Cordelia took his hand and squeezed it. “He’s right.”

James leaned forward and pressed a kiss to her forehead. “I won’t be far.”

She nodded and reluctantly let his hand go as he stood.

Once James left the room, Cordelia felt the cool press of Magnus’s fingertips against her temple. “When you’re comfortable, close your eyes for me, Cordelia.”

After several deep breaths, Cordelia let her eyes close and focused her attention on the gentle rush of Magnus’s breath through his nose and the crackling of the fire wood.

“What’s the first thing that you remember from that night?”

Cordelia let the memories rush past her strangely warped and out of order. The first thing that came to mind was standing before James. “I said goodbye to James. I’d broken our engagement and was leaving London for Alicante with my brother.”

The warmth of the tears on her cheeks, the weight in her chest, the ache in her throat, she recalled all of it as if it were happening again. “I remember leaving James. I climbed into the carriage with Alastair. We started arguing. I told him of my plans to join the Iron Sisters when we returned to Alicante. He was so angry with me. He forbade me from doing it. He nearly turned the carriage around when we felt a jolt, as if we lost a wheel, and the carriage stopped.”

The picture in her mind started to become disfigured. Alastair stood in the darkness, a spear in his hands as he yelled something out to her.

_“What was that?” Cordelia asked, pushing herself up to her knees._

_“I’m not sure.” Alastair reached for the door. “Stay here. I’ll see what’s going on.”_

_“I’m coming with you.”_

The memory started rippling apart like a stone thrown into still waters.

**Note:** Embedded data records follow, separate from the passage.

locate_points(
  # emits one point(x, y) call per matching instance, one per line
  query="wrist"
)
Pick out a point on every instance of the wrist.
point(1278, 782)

“Hold onto it, Cordelia,” said Magnus. “There’s a block on your memories, but fight through it.”

_“Cyril!”_

_“Run, Miss Carstairs, run.”_

The memory shuddered again.

_Alastair stood in front of her with a spear in his right hand, held out in front of them ready to empale whatever or whomever came near. At some point, he had abandoned his waist coat and tie. His eyes danced sharply around them. “Draw Cortana, I believe we’re under—“_

_Then, there was blood everywhere, more blood than she thought she’d ever seen in her life. Head wounds bleed the worst, she told herself. It was fine. He would be fine._

_“Cordelia.” More blood seeped from between Alastair’s lips, staining his teeth. “You— It wants—“_

A sharp pain lanced through her ribcage, stealing her breath.

“It’s not real, Cordelia,” said Magnus. “It’s just a memory. Keep going.”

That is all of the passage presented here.